Exhibit 10.4
SECOND AMENDMENT TO PROGRAM AGREEMENT
This Second Amendment (the “Amendment”) to the Amended and RestatedCo-Brand and Private Label Credit Card Consumer Program Agreement, dated as of February 24, 2016 (as amended, modified or supplemented from time to time, the “Program Agreement”), is made an entered into as of this 20th day of November, 2018, by and among Stein Mart, Inc. (“Retailer”) and Synchrony Bank (“Bank”).
WHEREAS, Bank and Retailer are parties to that certain Program Agreement;
WHEREAS, Bank and Retailer have determined to amend the Program Agreement to make such changes as specifically set forth herein; and
WHEREAS, the parties desire to amend the Program Agreement accordingly.
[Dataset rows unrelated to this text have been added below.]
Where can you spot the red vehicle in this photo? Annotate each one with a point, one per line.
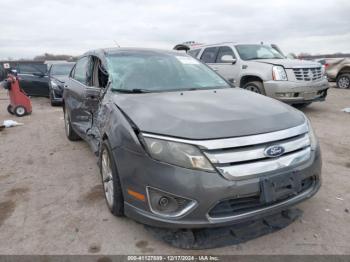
(20, 104)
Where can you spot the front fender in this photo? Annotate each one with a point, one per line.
(118, 129)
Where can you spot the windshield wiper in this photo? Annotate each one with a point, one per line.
(132, 91)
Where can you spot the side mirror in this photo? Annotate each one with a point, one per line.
(228, 59)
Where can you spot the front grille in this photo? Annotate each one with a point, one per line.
(246, 156)
(308, 74)
(238, 206)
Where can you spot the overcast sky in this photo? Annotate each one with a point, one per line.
(33, 27)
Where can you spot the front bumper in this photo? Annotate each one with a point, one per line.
(294, 92)
(208, 189)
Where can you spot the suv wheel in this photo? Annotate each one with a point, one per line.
(343, 81)
(302, 105)
(255, 86)
(70, 133)
(53, 103)
(110, 180)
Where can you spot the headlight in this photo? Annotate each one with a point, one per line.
(178, 154)
(313, 138)
(279, 74)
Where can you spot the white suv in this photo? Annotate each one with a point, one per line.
(264, 69)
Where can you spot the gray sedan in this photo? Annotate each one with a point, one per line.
(178, 147)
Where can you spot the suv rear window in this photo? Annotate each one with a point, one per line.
(224, 50)
(194, 52)
(30, 68)
(209, 55)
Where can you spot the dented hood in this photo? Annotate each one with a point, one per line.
(289, 63)
(207, 114)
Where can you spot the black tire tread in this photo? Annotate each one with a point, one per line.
(118, 203)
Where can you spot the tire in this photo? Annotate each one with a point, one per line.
(9, 109)
(255, 86)
(20, 111)
(53, 102)
(343, 81)
(111, 181)
(70, 133)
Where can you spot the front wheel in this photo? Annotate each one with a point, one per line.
(343, 81)
(110, 180)
(255, 86)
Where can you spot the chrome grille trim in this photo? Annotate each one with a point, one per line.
(247, 170)
(256, 152)
(308, 74)
(238, 141)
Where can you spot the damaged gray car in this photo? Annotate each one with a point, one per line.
(179, 148)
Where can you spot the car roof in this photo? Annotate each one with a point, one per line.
(226, 43)
(115, 50)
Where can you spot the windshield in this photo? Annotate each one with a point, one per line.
(156, 72)
(61, 69)
(251, 52)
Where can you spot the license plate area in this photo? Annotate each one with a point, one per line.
(279, 187)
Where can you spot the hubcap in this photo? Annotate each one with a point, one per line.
(344, 82)
(253, 89)
(66, 121)
(20, 111)
(107, 178)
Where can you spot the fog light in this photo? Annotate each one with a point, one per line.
(168, 205)
(163, 201)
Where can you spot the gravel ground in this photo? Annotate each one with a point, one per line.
(51, 199)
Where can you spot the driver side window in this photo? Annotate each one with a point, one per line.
(82, 71)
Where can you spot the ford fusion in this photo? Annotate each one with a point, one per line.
(179, 148)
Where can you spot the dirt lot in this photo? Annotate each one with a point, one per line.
(51, 199)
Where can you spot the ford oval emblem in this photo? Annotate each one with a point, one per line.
(274, 151)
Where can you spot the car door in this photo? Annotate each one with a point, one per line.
(75, 92)
(228, 70)
(33, 79)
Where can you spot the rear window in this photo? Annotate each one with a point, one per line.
(61, 69)
(224, 50)
(30, 68)
(209, 55)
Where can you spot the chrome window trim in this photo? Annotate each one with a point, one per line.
(297, 198)
(211, 144)
(249, 170)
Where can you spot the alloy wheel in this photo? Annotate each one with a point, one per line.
(253, 89)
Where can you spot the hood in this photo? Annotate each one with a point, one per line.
(60, 78)
(207, 114)
(289, 63)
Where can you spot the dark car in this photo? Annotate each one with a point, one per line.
(178, 147)
(33, 78)
(58, 75)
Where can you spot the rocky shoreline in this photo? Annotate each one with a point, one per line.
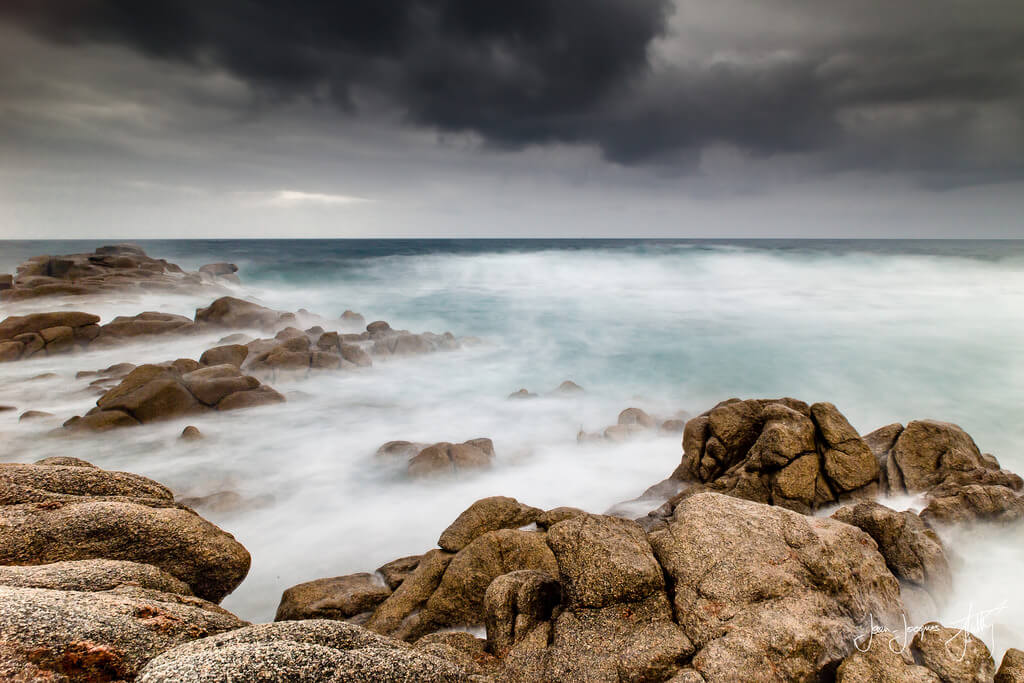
(768, 554)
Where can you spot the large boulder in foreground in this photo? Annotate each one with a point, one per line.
(151, 393)
(614, 623)
(763, 589)
(150, 324)
(940, 460)
(780, 452)
(87, 636)
(312, 650)
(57, 513)
(45, 334)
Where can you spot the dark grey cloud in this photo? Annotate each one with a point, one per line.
(935, 88)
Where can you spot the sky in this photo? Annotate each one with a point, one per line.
(535, 118)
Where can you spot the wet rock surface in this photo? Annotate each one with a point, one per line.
(112, 268)
(56, 513)
(152, 393)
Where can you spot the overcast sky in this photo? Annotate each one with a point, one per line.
(525, 118)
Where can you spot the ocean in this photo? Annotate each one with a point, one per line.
(889, 331)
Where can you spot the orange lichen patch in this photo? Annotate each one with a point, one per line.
(80, 660)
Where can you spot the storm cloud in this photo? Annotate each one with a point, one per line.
(541, 117)
(935, 88)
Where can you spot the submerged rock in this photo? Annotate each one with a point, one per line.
(448, 458)
(151, 393)
(110, 268)
(488, 514)
(337, 598)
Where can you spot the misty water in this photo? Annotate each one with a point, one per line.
(888, 331)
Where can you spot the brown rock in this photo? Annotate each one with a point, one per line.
(927, 452)
(634, 416)
(459, 598)
(604, 560)
(975, 503)
(568, 386)
(488, 514)
(34, 415)
(144, 325)
(397, 570)
(262, 395)
(954, 654)
(92, 575)
(233, 354)
(311, 650)
(353, 353)
(56, 635)
(516, 605)
(337, 598)
(101, 421)
(56, 513)
(190, 433)
(399, 450)
(10, 350)
(912, 551)
(18, 325)
(555, 515)
(760, 588)
(522, 393)
(398, 611)
(218, 269)
(161, 398)
(448, 458)
(1012, 669)
(58, 339)
(849, 462)
(232, 312)
(211, 384)
(881, 657)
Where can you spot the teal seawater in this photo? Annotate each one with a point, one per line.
(890, 331)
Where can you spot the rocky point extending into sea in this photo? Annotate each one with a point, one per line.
(768, 554)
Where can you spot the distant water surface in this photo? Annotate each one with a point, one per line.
(889, 331)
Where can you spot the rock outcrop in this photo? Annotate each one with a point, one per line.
(97, 635)
(111, 268)
(58, 513)
(151, 324)
(941, 461)
(783, 452)
(452, 458)
(100, 571)
(912, 551)
(634, 422)
(151, 393)
(46, 334)
(313, 650)
(727, 590)
(337, 598)
(238, 313)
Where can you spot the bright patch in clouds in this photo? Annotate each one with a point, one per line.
(290, 198)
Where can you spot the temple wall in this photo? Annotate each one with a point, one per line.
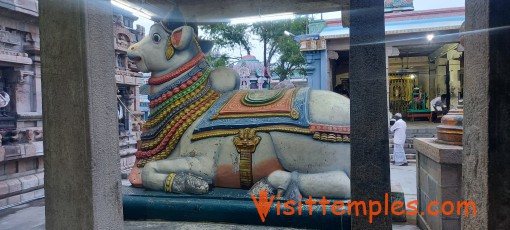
(21, 132)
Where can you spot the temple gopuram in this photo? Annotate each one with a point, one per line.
(252, 73)
(128, 80)
(21, 126)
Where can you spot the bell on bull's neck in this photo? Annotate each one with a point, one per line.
(450, 131)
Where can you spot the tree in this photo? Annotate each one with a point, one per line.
(229, 36)
(272, 36)
(290, 61)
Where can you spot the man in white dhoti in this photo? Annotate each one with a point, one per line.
(399, 138)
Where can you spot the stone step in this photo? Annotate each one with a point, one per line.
(408, 156)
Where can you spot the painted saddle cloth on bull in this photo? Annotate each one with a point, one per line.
(283, 110)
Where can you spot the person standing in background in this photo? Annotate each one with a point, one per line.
(399, 138)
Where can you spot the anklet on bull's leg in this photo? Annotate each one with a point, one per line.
(189, 184)
(168, 182)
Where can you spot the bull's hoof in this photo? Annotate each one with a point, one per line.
(135, 176)
(189, 184)
(261, 185)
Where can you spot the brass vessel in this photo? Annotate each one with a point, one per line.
(450, 131)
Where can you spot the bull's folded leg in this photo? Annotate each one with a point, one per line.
(334, 184)
(182, 175)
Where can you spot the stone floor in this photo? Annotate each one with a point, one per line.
(31, 215)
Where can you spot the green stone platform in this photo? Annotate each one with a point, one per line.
(222, 205)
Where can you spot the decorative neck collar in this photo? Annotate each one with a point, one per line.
(169, 76)
(173, 110)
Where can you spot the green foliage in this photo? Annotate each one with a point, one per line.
(229, 36)
(220, 60)
(290, 61)
(271, 34)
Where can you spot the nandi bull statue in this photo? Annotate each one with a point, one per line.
(203, 132)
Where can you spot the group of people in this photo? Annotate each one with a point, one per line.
(398, 128)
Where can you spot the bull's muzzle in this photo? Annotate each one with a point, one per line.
(134, 57)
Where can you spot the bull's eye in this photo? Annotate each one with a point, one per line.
(156, 38)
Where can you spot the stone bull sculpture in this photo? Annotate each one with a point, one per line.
(203, 131)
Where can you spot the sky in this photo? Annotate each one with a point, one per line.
(257, 50)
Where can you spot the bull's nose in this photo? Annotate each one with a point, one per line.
(134, 57)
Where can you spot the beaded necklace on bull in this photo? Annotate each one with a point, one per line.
(177, 106)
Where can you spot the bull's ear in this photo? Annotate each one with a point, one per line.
(205, 45)
(181, 37)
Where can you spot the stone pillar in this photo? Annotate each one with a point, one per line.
(370, 170)
(438, 177)
(82, 175)
(485, 170)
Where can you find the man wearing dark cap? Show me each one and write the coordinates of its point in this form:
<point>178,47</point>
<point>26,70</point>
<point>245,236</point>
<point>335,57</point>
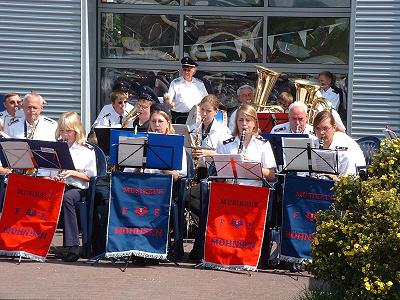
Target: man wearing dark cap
<point>185,91</point>
<point>146,98</point>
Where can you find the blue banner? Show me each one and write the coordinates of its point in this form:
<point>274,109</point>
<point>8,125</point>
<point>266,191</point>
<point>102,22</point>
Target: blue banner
<point>139,210</point>
<point>303,197</point>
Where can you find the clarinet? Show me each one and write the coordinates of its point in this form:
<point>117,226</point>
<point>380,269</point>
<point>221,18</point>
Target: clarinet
<point>241,141</point>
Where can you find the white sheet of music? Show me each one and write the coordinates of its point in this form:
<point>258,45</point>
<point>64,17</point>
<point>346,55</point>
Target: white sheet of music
<point>18,154</point>
<point>324,160</point>
<point>131,151</point>
<point>295,153</point>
NOW THEREFORE, in consideration of the premises and the terms and conditions stated herein, and for other good and valuable consideration, the receipt and sufficiency of which are hereby acknowledged, the parties hereto, intending to be legally bound, agree to amend the Program Agreement as follows:
ARTICLE I – AMENDMENT
1.1 Amendment to Section 2.1. Section 2.1 is hereby amended by deleting subsections (h), (i) and (m) thereof and substituting the following new subsections in lieu therefor:
“(h) Establish (and modify from time to time subject to Section 5.3) the credit criteria used to evaluate Credit Card Applications subject to the Minimum Credit Targets outlined on Schedule 7.4(c) hereto, unless Retailer fails to meet the Minimum Liquidity Requirement in any calendar month.”
“(i) Establish (and modify from time to time subject to Section 5.3) the risk management policies for the Program subject to the Minimum Credit Targets outlined on Schedule 7.4(c) hereto, unless Retailer fails to meet the Minimum Liquidity Requirement in any calendar month.”
“(m) Assign (and modify from time to time subject to Section 5.3) credit lines, (subject to the Minimum Credit Targets outlined on Schedule 7.4(c) hereto, unless Retailer fails to meet the Minimum Liquidity Requirement, authorize charges, and service Accounts in accordance with the terms of this Agreement.”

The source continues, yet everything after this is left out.